Monday, February 20, 2012

The (Increasing) Importance of Intermedia: An Unjust Survey of Videogames

Art has recently tended toward medium melding: painters have been writing on their canvases; writers have been doodling on their manuscripts; and installations target all the senses, aiming for an unprecedented sort of participatory immersion. But, even the immersive installations are fast losing their edge, and new media promise a future of increasingly integrated art mediums.

I use the word melding because it fits the intermedial approach. As art evolves, we will see it, not as a sum of its parts, but as a whole. In the future, people won't think of film as a mix of music and pictures; they will think of it as film. Intermedia is art where a meeting of mediums achieves something that can't be done with one medium alone: a synergetic spirit must permeate the piece.

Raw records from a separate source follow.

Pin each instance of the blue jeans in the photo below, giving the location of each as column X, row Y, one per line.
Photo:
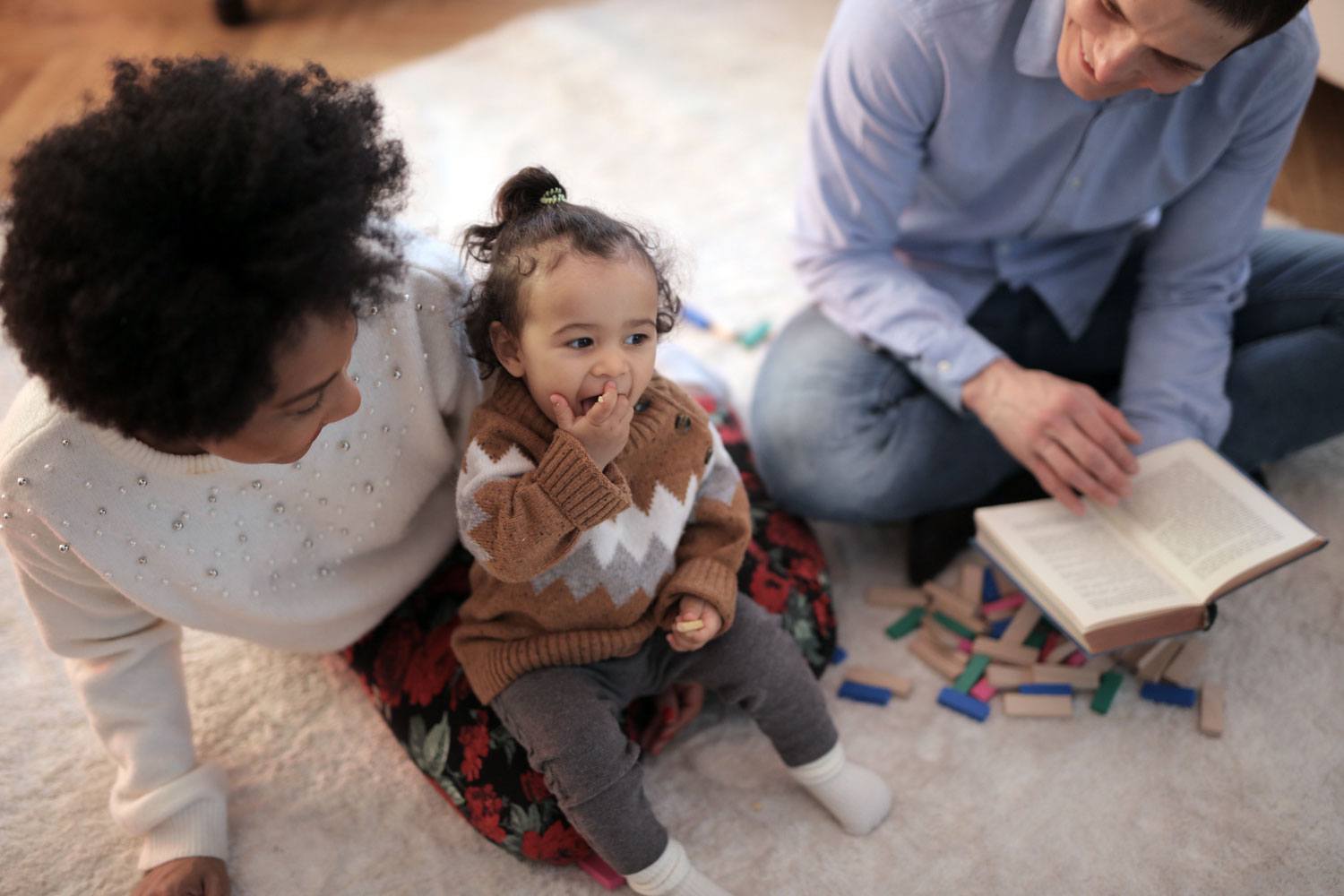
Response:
column 844, row 432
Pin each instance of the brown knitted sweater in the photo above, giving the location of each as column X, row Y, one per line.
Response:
column 577, row 564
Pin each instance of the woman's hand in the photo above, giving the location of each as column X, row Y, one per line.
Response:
column 190, row 876
column 674, row 710
column 1067, row 435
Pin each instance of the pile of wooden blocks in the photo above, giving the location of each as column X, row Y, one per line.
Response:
column 988, row 640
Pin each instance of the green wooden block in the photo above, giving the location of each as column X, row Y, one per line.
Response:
column 948, row 622
column 1038, row 635
column 906, row 624
column 1107, row 691
column 970, row 675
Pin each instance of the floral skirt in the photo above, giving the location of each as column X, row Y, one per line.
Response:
column 409, row 668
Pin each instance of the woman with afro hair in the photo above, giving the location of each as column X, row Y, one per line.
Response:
column 246, row 413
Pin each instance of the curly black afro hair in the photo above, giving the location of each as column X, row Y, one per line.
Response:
column 164, row 246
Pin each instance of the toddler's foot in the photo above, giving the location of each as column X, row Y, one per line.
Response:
column 855, row 796
column 674, row 874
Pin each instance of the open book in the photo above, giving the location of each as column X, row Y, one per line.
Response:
column 1193, row 530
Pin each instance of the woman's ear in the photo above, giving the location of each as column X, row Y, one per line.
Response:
column 507, row 349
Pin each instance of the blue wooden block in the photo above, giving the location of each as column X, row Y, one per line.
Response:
column 989, row 589
column 965, row 704
column 865, row 694
column 1174, row 694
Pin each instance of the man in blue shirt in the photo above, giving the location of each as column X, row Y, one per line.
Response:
column 1032, row 234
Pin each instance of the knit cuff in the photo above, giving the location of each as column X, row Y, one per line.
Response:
column 581, row 490
column 198, row 829
column 709, row 579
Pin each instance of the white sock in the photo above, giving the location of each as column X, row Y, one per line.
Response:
column 855, row 796
column 674, row 874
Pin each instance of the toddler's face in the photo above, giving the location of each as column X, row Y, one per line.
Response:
column 588, row 322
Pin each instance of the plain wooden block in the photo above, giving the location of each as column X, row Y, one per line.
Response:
column 1211, row 699
column 945, row 662
column 1021, row 625
column 894, row 597
column 1007, row 677
column 1010, row 653
column 1185, row 669
column 879, row 678
column 1040, row 705
column 970, row 582
column 1080, row 677
column 1155, row 662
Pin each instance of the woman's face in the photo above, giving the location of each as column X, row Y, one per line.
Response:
column 312, row 390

Dick Higgins intended this method of analysis when he defined intermedia, and later when he defended his word and distinguished it from multimedia. Multimedia is obsessed with the preconceived notion of media: we think in terms of what we already know. Indermedia asks us to look where mediums merge, to accept a piece as new.

Interestingly, or perhaps fittingly considering the decentralization of Fluxus and Mail Art, intermedial aesthetics are being adopted by low culture faster than they can be considered in ivory towers. Gamers, for instance, are beginning to demand narrative sophistication; and most players don't dissect their favorite games, evaluating music, dialogue, animation, and textures independently. They see a whole.